| 国 | スリランカ民主社会主義共和国 |
|---|---|
| 登録区分 | 文化遺産 |
| 世界遺産登録年 | 1982年 |
| 登録基準 | (ⅱ)(ⅲ)(ⅵ) |
| その他の区分 | |
| 公式テキストページ | 中巻141p |
| 英文タイトル | Sacred City of Anuradhapura |
※テキストは世界遺産1500(2024年発行の最新版)になります。参照はこちら
聖地アヌラーダプラとは
スリランカにおける仏教初伝の地
アヌラーダプラは、スリランカの北西部に位置する古代都市で、仏教の聖地として広く知られています。この都市は、紀元前4世紀から10世紀にかけてスリランカの首都として栄え、スリランカの歴史、文化、仏教の発展において極めて重要な役割を果たしました。アヌラーダプラの遺跡群は、スリランカの仏教の起源とその繁栄を物語る貴重な遺産として、ユネスコの世界遺産に登録されています。

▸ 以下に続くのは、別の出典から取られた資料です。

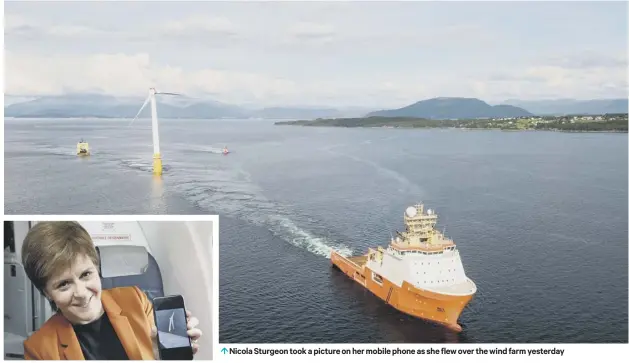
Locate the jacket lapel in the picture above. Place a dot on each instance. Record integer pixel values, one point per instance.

アヌラーダプラは、仏教がスリランカに伝わる前から存在していた都市で、紀元前3世紀にインドから仏教が伝来して以来、仏教の中心地として栄えました。この都市は、仏陀の教えに基づく寺院や修道院、僧院が数多く建設され、信仰の中心地として信者を引き寄せました。また、アヌラーダプラは、スリランカ最初の仏教の王朝であるアヌラーダプラ王朝の拠点でもあり、王国の政治、文化、宗教の中心として発展しました。
アヌラーダプラの最も著名な遺跡の一つは、ジャヤタ・ヴァカ寺院(スリランカの最古の仏塔)です。この仏塔は、仏教のシンボルであり、スリランカの仏教建築の発展を象徴する重要な建造物とされています。また、アヌラーダプラには、数多くの仏教の聖なる場所が存在し、その中でも「ブダ・ユディヤ」や「ランカタ・ヴィハーラ」などの寺院は、信仰の中心地として広く知られています。
さらに、アヌラーダプラには多くの貴重な文化遺産が残されています。その中でも、「シーギリヤ」と並ぶスリランカの文化遺産として重要な存在は、アヌラーダプラの「スリー・マハー・ボディー」の木です。この木は、仏陀が悟りを開いたとされる「ボダイの木」の子孫であり、仏教徒にとって非常に神聖な場所とされています。スリー・マハー・ボディーは、仏教信者にとって聖なる樹木として、毎年多くの巡礼者が訪れる場所です。
アヌラーダプラはまた、古代スリランカの高度な水利技術を示す遺跡も多く、灌漑システムや水路、貯水池が遺されています。これらの遺跡は、古代スリランカの都市計画や技術力を示す貴重な証拠となっています。例えば、「タッサ・サ・アラヴァ」などの水路は、アヌラーダプラの農業と水管理システムの一端を物語る重要な遺産です。
また、アヌラーダプラはその建築美でも有名です。仏塔、寺院、僧院、宮殿、そして王族や高官の住宅など、数多くの壮麗な建物が立ち並んでいました。これらの建築物は、インドや中央アジアからの影響を受けつつも、独自のスリランカ様式を確立しており、今日でもその残骸から当時の繁栄と文化を感じることができます。
アヌラーダプラは、仏教の歴史と文化に深く関わる重要な都市であり、現在もスリランカの仏教徒にとって聖地であり続けています。この地を訪れることで、古代スリランカの宗教、文化、技術に触れることができ、仏教の教えとその伝統がどのように栄えたのかを学ぶことができます。
アヌラーダプラの遺跡群は、スリランカの仏教の歴史を理解するために欠かせない重要な場所であり、訪れる人々に深い感動を与えることでしょう。その壮大な遺産は、仏教の信仰と文化を今に伝え、未来へと受け継がれていくことでしょう。